Donazione organi: Patrizia Babini, vice segretaria nazionale Aned, racconta la sua esperienza

In diretta dagli studi di Umbria in Diretta, abbiamo assistito a una testimonianza di straordinaria forza e umanità: quella di Patrizia Babini, vicesegretaria nazionale dell'Aned e dirigente della USL Umbria 2.

Babini, nominata Donna dell'anno 2025 dall'associazione Proponte, ha raccontato una storia che va ben oltre il semplice resoconto medico, trasformando un percorso di malattia iniziato nel 1989 in una missione di vita. Insieme a suo marito Fabio, è stata protagonista del primo trapianto incrociato (crossover) a tre coppie in Europa, un evento che ha coinvolto Italia, Francia e Spagna e che ha permesso a Fabio di ricevere il suo terzo rene.

Ecco i punti salienti emersi durante l'intervista:

L’impatto della malattia e il valore dello sport: ex giocatrice di basket, Babini ha sottolineato come lo sport le abbia insegnato che "da soli non si va da nessuna parte", una lezione fondamentale per affrontare i 19 anni complessivi di dialisi del marito. La diagnosi di insufficienza renale cronica arrivò per Fabio a soli 27 anni, cambiando per sempre i loro progetti di vita, ma non la loro volontà di restare uniti.

La filosofia della vita oltre la dialisi: grazie all'incontro con figure chiave dell'ANED, la coppia ha adottato il principio secondo cui è la malattia che deve adattarsi alla vita e non viceversa. Dopo due trapianti da donatore deceduto (uno nel 1991 e uno nel 2000, quest'ultimo durato 16 anni), la funzionalità renale di Fabio ha iniziato nuovamente a declinare nel 2015.

Il coraggio della donazione da vivente: Patrizia Babini ha voluto fortemente donare un proprio rene al marito, sfidando anche le resistenze di lui, preoccupato per la salute della moglie. La donna ha ribadito che la donazione da vivente è un percorso sicuro, con donatori monitorati costantemente e un'aspettativa di vita spesso superiore alla media grazie ai controlli continui.

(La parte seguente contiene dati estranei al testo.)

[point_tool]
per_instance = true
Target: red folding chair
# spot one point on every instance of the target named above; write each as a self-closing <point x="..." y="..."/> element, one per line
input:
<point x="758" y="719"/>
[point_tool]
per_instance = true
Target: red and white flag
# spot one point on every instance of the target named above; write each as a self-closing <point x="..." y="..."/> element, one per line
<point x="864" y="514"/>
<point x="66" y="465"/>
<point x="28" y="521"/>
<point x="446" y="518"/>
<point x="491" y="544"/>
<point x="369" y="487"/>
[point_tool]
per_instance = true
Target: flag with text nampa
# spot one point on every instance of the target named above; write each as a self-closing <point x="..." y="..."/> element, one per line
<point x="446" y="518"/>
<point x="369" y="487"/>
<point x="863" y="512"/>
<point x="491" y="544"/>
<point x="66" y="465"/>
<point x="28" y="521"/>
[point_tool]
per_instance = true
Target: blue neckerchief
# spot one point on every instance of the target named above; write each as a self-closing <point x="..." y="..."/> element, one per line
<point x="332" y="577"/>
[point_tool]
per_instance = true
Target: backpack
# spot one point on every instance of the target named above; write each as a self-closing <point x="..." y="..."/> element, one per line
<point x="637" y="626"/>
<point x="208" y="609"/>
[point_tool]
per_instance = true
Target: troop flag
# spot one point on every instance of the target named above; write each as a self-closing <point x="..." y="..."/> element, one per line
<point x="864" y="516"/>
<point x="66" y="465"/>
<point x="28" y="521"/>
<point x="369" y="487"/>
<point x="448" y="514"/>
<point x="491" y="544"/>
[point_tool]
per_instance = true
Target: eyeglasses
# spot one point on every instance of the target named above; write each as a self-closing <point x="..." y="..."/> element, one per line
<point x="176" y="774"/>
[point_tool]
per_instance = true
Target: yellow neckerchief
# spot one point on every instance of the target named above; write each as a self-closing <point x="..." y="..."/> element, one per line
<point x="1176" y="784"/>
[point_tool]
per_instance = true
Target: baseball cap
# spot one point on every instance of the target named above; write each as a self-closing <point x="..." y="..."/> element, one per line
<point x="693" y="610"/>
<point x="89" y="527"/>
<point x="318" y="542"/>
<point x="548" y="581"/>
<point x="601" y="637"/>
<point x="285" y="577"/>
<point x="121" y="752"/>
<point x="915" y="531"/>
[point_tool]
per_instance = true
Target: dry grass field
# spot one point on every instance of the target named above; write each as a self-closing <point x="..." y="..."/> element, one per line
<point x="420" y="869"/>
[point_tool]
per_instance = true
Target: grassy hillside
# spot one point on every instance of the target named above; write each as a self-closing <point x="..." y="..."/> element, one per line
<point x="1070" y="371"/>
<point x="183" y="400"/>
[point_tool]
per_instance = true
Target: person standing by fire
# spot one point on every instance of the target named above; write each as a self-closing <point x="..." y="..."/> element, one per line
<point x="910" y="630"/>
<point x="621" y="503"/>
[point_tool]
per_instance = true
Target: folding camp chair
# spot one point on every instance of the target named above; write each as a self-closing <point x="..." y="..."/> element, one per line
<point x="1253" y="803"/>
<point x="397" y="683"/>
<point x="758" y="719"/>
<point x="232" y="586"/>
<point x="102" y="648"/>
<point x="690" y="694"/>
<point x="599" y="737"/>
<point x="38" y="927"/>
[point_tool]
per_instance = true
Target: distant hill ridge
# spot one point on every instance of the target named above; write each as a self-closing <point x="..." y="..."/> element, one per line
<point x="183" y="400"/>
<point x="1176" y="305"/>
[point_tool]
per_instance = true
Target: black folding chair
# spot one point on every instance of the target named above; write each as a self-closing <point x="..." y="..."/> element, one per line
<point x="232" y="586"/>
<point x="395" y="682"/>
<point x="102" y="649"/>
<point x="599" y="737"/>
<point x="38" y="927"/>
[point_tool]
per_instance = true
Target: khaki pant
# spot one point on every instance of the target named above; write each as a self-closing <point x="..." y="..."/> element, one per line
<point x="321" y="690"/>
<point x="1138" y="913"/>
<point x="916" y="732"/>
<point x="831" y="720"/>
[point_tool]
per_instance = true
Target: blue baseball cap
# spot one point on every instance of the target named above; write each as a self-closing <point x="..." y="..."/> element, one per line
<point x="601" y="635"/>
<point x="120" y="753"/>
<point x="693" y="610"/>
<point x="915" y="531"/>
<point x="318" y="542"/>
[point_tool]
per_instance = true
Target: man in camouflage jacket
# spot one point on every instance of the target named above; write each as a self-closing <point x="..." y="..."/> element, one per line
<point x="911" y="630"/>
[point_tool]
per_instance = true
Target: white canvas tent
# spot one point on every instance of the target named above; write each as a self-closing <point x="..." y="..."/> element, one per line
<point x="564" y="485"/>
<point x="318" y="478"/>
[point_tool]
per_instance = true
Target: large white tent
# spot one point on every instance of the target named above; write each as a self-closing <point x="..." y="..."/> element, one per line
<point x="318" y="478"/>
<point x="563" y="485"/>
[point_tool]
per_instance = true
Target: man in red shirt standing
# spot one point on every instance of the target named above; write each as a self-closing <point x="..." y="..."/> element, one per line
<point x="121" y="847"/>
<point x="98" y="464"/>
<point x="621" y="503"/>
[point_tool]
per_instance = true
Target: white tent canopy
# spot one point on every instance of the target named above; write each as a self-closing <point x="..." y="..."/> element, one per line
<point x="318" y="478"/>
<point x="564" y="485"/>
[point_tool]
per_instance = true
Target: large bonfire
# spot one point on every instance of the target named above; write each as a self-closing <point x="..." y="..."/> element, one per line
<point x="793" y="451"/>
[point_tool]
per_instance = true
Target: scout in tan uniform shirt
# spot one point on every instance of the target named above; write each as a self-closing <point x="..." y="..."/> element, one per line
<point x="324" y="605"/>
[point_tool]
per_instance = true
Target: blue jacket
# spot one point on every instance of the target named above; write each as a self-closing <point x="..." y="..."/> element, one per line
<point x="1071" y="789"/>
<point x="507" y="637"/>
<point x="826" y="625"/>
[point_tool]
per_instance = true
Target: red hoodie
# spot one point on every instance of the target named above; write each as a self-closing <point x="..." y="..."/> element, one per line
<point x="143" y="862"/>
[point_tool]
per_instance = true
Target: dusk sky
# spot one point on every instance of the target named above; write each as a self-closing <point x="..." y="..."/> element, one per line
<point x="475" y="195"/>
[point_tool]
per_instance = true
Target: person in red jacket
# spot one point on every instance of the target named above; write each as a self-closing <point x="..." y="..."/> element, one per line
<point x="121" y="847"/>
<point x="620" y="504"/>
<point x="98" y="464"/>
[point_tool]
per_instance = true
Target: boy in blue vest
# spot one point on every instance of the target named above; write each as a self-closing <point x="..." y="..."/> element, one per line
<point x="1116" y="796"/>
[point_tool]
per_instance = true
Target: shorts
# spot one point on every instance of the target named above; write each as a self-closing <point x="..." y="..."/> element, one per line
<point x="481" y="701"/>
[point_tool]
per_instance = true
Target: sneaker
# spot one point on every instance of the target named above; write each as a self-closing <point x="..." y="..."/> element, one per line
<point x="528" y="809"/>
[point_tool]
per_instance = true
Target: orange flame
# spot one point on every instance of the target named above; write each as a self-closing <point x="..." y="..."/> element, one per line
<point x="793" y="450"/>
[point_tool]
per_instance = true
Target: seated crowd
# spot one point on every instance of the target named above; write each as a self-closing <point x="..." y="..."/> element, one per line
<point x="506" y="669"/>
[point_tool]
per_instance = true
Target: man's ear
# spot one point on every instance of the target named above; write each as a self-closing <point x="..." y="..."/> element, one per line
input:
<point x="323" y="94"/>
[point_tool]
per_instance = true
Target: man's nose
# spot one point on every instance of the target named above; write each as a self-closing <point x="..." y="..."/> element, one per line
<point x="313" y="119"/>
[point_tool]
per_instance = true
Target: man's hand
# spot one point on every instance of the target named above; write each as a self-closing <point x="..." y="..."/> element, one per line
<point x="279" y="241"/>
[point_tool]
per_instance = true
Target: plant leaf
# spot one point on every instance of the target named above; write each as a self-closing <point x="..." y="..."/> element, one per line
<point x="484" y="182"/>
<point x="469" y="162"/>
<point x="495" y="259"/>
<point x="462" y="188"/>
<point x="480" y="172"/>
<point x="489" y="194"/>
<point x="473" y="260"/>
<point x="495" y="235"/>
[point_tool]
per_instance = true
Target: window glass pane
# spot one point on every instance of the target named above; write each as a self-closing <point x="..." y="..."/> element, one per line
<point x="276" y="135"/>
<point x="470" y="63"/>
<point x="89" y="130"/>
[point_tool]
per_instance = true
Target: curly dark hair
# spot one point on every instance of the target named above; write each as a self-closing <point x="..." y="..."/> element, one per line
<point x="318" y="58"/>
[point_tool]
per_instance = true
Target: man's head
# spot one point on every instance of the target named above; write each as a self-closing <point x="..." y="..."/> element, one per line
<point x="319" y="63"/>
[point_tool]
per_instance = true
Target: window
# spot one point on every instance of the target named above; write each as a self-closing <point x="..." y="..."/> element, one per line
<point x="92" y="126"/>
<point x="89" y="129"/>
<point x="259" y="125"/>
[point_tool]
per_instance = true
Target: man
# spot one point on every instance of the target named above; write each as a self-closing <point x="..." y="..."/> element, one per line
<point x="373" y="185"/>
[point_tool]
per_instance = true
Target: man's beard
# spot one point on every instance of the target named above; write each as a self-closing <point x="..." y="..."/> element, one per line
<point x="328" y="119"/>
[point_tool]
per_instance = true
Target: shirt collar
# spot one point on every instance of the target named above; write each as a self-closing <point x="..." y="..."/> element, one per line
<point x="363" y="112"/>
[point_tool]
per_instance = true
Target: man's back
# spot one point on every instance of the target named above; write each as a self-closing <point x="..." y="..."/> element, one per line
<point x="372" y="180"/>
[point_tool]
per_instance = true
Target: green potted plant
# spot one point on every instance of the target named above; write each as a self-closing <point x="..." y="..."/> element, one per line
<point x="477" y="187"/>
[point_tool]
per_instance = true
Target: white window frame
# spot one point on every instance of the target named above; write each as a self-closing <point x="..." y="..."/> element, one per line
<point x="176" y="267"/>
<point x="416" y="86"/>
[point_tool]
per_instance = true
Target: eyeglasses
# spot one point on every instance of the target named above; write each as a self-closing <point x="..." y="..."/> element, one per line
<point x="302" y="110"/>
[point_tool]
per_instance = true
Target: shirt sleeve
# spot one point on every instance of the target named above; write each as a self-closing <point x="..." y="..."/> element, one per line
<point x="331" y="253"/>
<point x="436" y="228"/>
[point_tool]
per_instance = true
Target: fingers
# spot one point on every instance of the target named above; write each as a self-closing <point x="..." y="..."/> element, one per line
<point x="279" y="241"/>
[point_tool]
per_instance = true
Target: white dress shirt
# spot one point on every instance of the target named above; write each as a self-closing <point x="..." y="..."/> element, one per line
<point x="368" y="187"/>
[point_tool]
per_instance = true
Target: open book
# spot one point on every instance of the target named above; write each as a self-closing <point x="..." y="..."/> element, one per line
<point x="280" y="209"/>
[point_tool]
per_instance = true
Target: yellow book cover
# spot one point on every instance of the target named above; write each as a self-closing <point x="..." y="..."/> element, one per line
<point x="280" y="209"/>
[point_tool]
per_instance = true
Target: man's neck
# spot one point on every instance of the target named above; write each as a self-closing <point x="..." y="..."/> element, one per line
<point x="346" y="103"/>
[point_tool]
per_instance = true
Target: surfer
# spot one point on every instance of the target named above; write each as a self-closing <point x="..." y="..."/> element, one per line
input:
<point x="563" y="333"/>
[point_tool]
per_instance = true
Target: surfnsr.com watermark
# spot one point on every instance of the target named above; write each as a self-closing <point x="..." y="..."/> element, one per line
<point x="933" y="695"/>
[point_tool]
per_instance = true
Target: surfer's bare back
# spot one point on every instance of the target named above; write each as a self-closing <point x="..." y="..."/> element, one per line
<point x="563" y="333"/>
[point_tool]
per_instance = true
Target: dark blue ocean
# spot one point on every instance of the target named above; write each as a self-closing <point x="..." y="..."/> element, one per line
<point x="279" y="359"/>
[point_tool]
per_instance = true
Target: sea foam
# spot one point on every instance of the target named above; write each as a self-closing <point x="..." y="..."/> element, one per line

Il programma Crossover e il primato europeo: poiché i due non erano compatibili direttamente a causa degli anticorpi sviluppati da Fabio, sono stati inseriti in un database internazionale. Il "gioco d'incastri" ha visto il rene di Patrizia volare da Padova a Barcellona, mentre un altro organo arrivava da Bilbao per Fabio. Questa operazione ha segnato un momento storico per la medicina europea, superando l'anonimato per promuovere la cultura del dono.

Sport e futuro: a testimonianza della piena ripresa fisica, Babini ha vinto una medaglia d'oro mondiale su ciaspole a Bormio nella categoria donatori, mentre Fabio è tornato a una vita attiva tra bicicletta e corsa.

In chiusura, è stato presentato il progetto Aned Live, un'iniziativa volta a formare medici e infermieri per promuovere maggiormente il trapianto da vivente in Italia, dove attualmente rappresenta solo il 10-13% dei casi, contro percentuali molto più alte nei paesi anglosassoni. Una testimonianza potente che invita a vedere il dono non come un sacrificio, ma come una scelta di libertà per tutta la famiglia.